Dalam konsepsi pembangunan persatuan gerakan, unsur-unsur maju—dalam makna: yang dalam praktek perjuangannya selama ini telah mengusung program anti-penjajahan (dan demokratik)—disatukan terlebih dahulu, agar mempunyai daya juang yang lebih besar. Tentu saja arena dari persatuan yang lebih maju tersebut tetaplah perlawanan spontanitas rakyat dan juga massa rakyat yang belum berjuang, sehingga tugas dari persatuan yang maju tersebut adalah membuat ajang-ajang yang memungkinkan bersatunya persatuan yang lebih maju tersebut dengan perlawanan spontanitas rakyat maupun massa rakyat secara keseluruhan. Itulah sebabnya alat utama dari persatuan, agar berkesanggupan menjangkau/menyatukan perlawanan spontan rakyat dan massa rakyat secara keseluruhan, adalah koran, hanya koran yang bisa menjangkau dan sekaligus MEMUNGKINKAN UNTUK DIKERJAKAN OLEH PERSATUAN dalam kapasitas saat ini.

Pengorganisiran dan mobilisasi/radikalisasi terjadwal (lihat materi Arah Pengorganisasian Massa untuk Revolusi dengan Metode Tiga Bulanan, Resume Diskusi Komite Politik Rakyat Miskin—Partai Rakyat Demokratik (KPRM-PRD), PEMBEBASAN, No.1, Januari, 2008)

Konferensi taktik

Dalam berbagai kesempatan sudah dapat disimpulkan bahwa salah satu sebab utama kelemahan kaum pergerakan (yang pelopor maupun bukan) dalam memimpin perjuangan massa rakyat adalah: kelemahan merumuskan strategi-taktik. Dan, hingga saat ini, solusi untuk mengatasi kelemahan tersebut belum juga berwujud secara kongkrit dan meluas.

Cara lain yang juga bisa dilakukan untuk menemukan strategi-taktik yang tepat bagi perjuangan massa rakyat adalah dengan mengagendakan konferensi-konferensi strategi-taktik secara reguler, baik di kalangan serikat-serikat buruh, antar serikat-serikat tani, serikat-serikat mahasiswa, serikat-serikat perempuan, serikat-serikat kaum miskin perkotaan maupun yang sifatnya gabungan, termasuk gabungan antar kota/wilayah.

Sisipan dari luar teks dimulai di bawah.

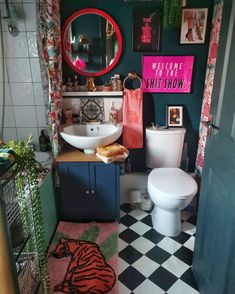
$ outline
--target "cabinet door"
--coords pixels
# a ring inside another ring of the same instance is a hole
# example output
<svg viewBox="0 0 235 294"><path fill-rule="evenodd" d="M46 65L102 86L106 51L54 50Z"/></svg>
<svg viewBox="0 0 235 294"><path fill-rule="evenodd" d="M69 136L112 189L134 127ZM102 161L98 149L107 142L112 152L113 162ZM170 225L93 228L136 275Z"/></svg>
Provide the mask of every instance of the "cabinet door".
<svg viewBox="0 0 235 294"><path fill-rule="evenodd" d="M93 218L119 219L119 166L90 163L91 191L94 191Z"/></svg>
<svg viewBox="0 0 235 294"><path fill-rule="evenodd" d="M92 197L88 163L60 163L61 218L78 221L91 220Z"/></svg>

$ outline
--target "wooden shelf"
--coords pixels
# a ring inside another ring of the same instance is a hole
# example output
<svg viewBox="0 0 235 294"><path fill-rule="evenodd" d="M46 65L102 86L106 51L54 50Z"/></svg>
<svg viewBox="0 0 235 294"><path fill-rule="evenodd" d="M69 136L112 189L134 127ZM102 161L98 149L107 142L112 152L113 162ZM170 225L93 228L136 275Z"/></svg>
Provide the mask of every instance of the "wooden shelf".
<svg viewBox="0 0 235 294"><path fill-rule="evenodd" d="M63 92L63 97L116 97L123 96L122 91L79 91L79 92Z"/></svg>

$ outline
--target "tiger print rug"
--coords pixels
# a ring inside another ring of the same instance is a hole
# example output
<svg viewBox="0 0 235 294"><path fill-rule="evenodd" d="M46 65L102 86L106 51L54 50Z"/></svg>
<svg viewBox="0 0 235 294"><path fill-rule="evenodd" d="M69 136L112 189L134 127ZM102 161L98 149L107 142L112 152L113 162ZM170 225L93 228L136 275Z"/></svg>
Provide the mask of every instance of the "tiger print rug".
<svg viewBox="0 0 235 294"><path fill-rule="evenodd" d="M118 223L60 222L48 252L50 293L118 294Z"/></svg>

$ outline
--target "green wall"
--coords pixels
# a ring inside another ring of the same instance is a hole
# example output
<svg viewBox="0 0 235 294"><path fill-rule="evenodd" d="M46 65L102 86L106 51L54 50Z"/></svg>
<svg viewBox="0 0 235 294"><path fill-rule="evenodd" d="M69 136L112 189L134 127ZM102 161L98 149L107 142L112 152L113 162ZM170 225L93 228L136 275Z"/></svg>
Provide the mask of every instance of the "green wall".
<svg viewBox="0 0 235 294"><path fill-rule="evenodd" d="M203 98L205 71L208 54L209 33L211 18L213 13L214 0L188 0L190 8L209 8L207 20L207 36L205 44L200 45L180 45L180 29L162 29L160 37L160 51L158 52L133 52L132 50L132 18L134 7L159 7L162 9L161 1L133 1L124 0L79 0L61 1L62 24L73 12L82 8L94 7L104 10L110 14L120 27L123 36L123 51L117 66L107 75L96 79L96 84L103 84L109 80L114 73L119 73L124 78L128 72L135 71L142 73L143 55L194 55L193 80L190 94L144 94L144 124L150 125L155 121L160 125L165 125L166 105L184 105L184 126L186 128L186 140L188 143L189 169L194 170L198 128L200 122L201 105ZM64 76L75 74L67 64L63 64ZM85 84L85 79L81 77L81 83ZM145 168L145 150L131 150L130 152L132 168L136 171Z"/></svg>

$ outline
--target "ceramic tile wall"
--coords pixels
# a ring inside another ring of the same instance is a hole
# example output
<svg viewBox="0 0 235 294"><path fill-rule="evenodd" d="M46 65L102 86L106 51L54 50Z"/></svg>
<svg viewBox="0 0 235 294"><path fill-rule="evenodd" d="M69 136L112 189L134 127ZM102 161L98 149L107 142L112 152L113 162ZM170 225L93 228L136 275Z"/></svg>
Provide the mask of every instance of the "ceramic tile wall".
<svg viewBox="0 0 235 294"><path fill-rule="evenodd" d="M63 99L63 109L70 108L73 113L78 113L81 106L81 99L86 98L64 98ZM114 107L118 110L118 120L122 121L122 98L103 98L104 100L104 120L109 121L109 112L114 103Z"/></svg>
<svg viewBox="0 0 235 294"><path fill-rule="evenodd" d="M32 133L38 148L40 130L46 129L46 112L36 44L36 0L9 0L9 4L16 12L14 20L19 34L12 37L7 20L2 20L6 75L4 140L25 140ZM0 8L4 16L3 0L0 0ZM0 50L0 118L3 107L2 61Z"/></svg>

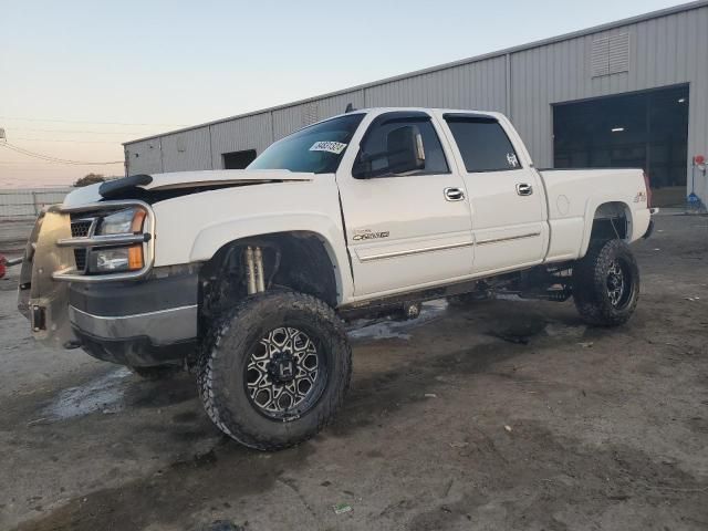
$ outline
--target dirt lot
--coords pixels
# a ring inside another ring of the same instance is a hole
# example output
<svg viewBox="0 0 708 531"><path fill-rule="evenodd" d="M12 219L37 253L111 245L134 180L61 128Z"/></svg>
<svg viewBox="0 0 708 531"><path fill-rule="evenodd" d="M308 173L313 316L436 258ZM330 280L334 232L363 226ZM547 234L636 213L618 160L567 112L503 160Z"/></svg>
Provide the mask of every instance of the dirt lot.
<svg viewBox="0 0 708 531"><path fill-rule="evenodd" d="M708 218L657 229L628 325L497 300L360 327L344 410L278 454L188 375L35 345L0 281L0 529L708 529Z"/></svg>

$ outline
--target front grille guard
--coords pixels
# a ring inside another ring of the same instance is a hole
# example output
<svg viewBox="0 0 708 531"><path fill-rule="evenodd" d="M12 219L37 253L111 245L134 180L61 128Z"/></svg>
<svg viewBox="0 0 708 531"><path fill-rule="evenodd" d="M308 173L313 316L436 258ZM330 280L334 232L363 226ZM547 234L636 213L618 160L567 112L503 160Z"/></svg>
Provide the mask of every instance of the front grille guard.
<svg viewBox="0 0 708 531"><path fill-rule="evenodd" d="M134 280L145 277L150 271L150 269L153 269L153 263L155 261L155 212L153 212L153 209L148 204L138 200L104 201L83 205L81 207L60 207L60 212L67 216L85 212L97 212L98 215L103 215L103 212L106 212L106 210L115 211L119 210L121 208L135 206L144 208L147 212L142 235L96 236L94 233L95 223L93 223L90 232L86 236L70 236L67 238L59 238L55 241L55 244L58 249L70 248L74 251L85 250L87 256L91 248L94 247L119 247L142 243L143 257L145 261L145 264L142 269L124 273L86 274L85 269L82 270L76 267L76 253L74 252L73 263L64 269L54 271L52 273L52 278L54 280L66 282L111 282L121 280Z"/></svg>
<svg viewBox="0 0 708 531"><path fill-rule="evenodd" d="M71 216L83 212L108 214L139 206L147 212L144 235L72 237ZM32 334L51 346L76 345L69 321L70 282L111 282L145 277L155 260L155 215L143 201L105 201L81 207L45 207L34 223L24 250L18 309L32 323ZM145 266L139 271L110 274L85 274L76 269L74 250L92 247L143 244Z"/></svg>

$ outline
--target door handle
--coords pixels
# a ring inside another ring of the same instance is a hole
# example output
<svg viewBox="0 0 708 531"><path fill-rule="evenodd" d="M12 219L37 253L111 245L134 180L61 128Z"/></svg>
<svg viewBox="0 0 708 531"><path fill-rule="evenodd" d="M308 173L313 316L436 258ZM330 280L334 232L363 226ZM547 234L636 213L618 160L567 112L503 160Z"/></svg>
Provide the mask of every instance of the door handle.
<svg viewBox="0 0 708 531"><path fill-rule="evenodd" d="M465 199L465 192L459 188L448 187L442 190L442 194L445 195L445 199L448 201L461 201Z"/></svg>
<svg viewBox="0 0 708 531"><path fill-rule="evenodd" d="M527 183L519 183L517 185L517 194L520 196L530 196L533 194L533 187Z"/></svg>

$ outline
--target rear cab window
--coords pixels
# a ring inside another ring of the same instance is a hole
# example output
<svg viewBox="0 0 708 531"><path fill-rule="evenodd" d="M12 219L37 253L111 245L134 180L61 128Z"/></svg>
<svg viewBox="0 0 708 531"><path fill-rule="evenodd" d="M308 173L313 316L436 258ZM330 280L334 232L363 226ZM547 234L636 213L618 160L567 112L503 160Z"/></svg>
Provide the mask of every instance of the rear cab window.
<svg viewBox="0 0 708 531"><path fill-rule="evenodd" d="M521 169L513 144L491 116L444 115L468 173Z"/></svg>

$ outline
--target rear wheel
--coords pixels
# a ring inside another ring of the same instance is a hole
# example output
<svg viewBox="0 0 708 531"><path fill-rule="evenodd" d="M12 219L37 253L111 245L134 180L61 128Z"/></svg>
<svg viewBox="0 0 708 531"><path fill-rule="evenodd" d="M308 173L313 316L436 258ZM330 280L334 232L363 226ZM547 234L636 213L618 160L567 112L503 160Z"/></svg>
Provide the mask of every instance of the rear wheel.
<svg viewBox="0 0 708 531"><path fill-rule="evenodd" d="M626 323L639 298L639 269L629 247L622 240L591 246L573 268L573 298L590 324Z"/></svg>
<svg viewBox="0 0 708 531"><path fill-rule="evenodd" d="M342 321L324 302L293 291L241 301L209 335L199 394L211 420L260 450L296 445L342 405L352 374Z"/></svg>

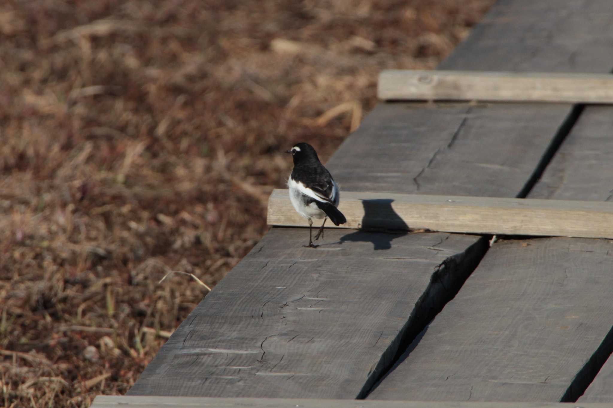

Konferensi-konferensi tersebut sangat mungkin belum bisa langsung dipermanenkan—oleh karena itu, koran tidak boleh mati guna mengisi kekosongan strategi-taktik atau untuk memperkuat strategi-taktik kaum pergerakan—namun tetap harus diupayakan, sekalipun masih dalam batas-batas strategi-taktik jangka pendek. Lebih bagus jika strategi-taktik hasil dari konferensi tersebut kemudian dikerjakan bersama untuk diuji dalam praktek perjuangan massa rakyat, sekaligus dinilai ketepatannya, sehingga semakin hari semakin memungkinkan diperoleh strategi-taktik perjuangan massa rakyat yang paling tepat dalam pembangunan sosialisme di Indonesia.

Mendirikan struktur-struktur pendidikan teori

Tidak ada yang bisa menolak, bahwa tanpa teori revolusioner tak akan mampu terjadi revolusi. Untuk itulah pendidikan yang memberikan landasan teoritik bagi rakyat miskin untuk mengelorakan revolusinya harus dilakukan, sehingga jurang pengetahuan yang selama ini terjadi semakin terkikis—apalagi selama ini masih aktivis-aktivis yang berasal dari kalangan mahasiswalah yang memilki pengetahuan teoritis yang cukup maju; sementara aktivis yang berasal dari buruh, tani, kaum miskin kota, termasuk perempuan, masih sangat terbelakang; padahal tugas kaum pelopor adalah mengangkat rakyat miskin agar mampu memimpin dirinya sendiri, memimpin revolusinya sendiri dan nantinya memimpin pemerintahannya sendiri. Untuk tujuan itu, dibutuhkan banyak aktivis-aktivis dari rakyat miskin yang cakap dalam pengetahuan revolusioner dan juga praktek revolusioner.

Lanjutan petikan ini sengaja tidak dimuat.